Sunday, July 9, 2017

Tiny Take Away Journals


Today I brought a bag full of journals to share with the kids of Room 7 at Sun Valley School. Spirits are high. The kids in the class are two days away from being second graders.  

The plan today is to do a show and tell for Ms. Disser’s class about journals, not that this room full of beginning writers need any introduction to journals. Since the first month of the first grade these children have been creating their own their journals. They write about friends, pets, vacations, grandmas, sisters and brothers, sports, favorite games. The topics are wide, the spelling is invented and punctuation is sometimes puzzling.  The results of their efforts are often dazzling.

The point of their journals is writing practice.  It works. Their progress over the year is amazing.   Ms. Disser wants to encourage her kids to keep practicing their writing over the summer. The aim of my talk is to show the kids that journal writing is not something that you do just for school.  I want to share that keeping a journal is fun, and show that there are a lot of ways to do it.

I am a long time journal keeper and collector myself.  Today I brought a handful of my collected favorites to share with the kids.   I tell them a journal can be all drawings aka. a sketchbook. Or it can be only photos, like my room sized fold out of snapshots. A travel journal can be only postcards. I showed  a tiny jewelry journal that I wore around my neck.  There was a dirt journal of colored soil samples collected on my travels. There were oohs and ahhs. Kids asked questions.   

I suggested to the class that they might run out of paper before they ran out of words or ideas.  Then I showed them how to make an instant blank book that had eight pages with a single sheet of paper and some fancy folding. I encouraged the kids to keep journal writing over the summer. I thought the talk was done. 

That's when Ms. Disser stepped up and said,  “Hey,  do you think we could make journals right now? I have scrap paper.”

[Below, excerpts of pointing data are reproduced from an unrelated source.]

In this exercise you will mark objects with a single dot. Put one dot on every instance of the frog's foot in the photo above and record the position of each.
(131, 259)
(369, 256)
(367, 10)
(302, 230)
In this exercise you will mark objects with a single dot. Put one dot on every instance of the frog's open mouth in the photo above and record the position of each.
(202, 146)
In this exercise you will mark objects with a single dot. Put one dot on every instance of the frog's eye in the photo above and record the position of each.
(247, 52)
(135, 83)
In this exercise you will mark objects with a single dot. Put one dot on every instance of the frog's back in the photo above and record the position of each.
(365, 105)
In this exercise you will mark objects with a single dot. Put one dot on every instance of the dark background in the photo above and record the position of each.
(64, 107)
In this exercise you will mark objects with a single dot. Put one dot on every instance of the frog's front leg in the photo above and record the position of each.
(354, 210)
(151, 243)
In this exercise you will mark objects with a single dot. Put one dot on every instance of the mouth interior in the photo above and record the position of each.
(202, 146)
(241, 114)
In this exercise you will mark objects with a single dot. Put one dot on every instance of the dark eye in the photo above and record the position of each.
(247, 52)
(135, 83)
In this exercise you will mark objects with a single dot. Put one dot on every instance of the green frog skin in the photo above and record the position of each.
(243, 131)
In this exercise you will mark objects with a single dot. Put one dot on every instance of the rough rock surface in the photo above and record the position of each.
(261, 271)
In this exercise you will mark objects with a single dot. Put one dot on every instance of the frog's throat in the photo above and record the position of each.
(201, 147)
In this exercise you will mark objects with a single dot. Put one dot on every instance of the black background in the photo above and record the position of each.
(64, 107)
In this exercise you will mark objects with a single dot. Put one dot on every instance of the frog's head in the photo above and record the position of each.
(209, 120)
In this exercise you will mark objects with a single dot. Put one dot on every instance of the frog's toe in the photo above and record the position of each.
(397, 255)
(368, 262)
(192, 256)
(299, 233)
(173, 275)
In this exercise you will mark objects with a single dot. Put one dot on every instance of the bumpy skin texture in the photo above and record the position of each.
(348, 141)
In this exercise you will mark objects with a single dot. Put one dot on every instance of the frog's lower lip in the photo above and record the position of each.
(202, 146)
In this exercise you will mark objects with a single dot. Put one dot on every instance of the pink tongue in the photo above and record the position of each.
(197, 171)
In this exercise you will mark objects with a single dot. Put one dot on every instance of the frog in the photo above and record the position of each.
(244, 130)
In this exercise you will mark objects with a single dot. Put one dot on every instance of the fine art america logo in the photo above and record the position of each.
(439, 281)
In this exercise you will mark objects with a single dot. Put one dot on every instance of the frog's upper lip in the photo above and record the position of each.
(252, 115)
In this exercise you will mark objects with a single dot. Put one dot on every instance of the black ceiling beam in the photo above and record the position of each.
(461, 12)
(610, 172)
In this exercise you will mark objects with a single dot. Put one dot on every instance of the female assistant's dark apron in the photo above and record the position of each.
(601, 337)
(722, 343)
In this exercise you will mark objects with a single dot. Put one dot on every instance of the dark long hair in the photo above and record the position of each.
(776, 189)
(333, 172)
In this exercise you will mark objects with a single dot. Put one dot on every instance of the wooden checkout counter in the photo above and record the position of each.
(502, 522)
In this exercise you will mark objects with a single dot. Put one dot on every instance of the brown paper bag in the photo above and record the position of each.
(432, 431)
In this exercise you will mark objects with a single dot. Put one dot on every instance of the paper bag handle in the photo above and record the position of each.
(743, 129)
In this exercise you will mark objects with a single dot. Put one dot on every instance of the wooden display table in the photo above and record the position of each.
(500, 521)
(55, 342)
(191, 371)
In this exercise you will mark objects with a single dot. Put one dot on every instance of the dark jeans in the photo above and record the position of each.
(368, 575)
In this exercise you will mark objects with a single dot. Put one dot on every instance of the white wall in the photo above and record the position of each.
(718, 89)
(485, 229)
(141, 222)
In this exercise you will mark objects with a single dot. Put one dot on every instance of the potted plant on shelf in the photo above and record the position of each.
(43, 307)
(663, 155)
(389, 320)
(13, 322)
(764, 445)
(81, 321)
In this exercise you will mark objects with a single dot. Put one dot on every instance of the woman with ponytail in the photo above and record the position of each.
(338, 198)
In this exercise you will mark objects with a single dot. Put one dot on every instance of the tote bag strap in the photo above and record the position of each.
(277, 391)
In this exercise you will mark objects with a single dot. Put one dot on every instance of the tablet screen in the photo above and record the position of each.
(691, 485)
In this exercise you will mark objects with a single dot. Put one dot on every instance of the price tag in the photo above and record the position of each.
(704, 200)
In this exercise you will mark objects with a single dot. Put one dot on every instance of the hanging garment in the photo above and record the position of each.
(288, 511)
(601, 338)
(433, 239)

“Right now?  UH…. OK? I guess..." I replied. 

  
I had considered making fold up books with the class, but doubted this origami stunt was even possible with twenty five first graders. In a flash the whole class dove into making tiny books using only one sheet of paper, folds and scissors.   After a mildly chaotic 15 minutes every kid had a tiny journal to take on his or her summer travels.  There was a lot of excitement and smiles. Even more exciting some of the kids had already started writing and drawing.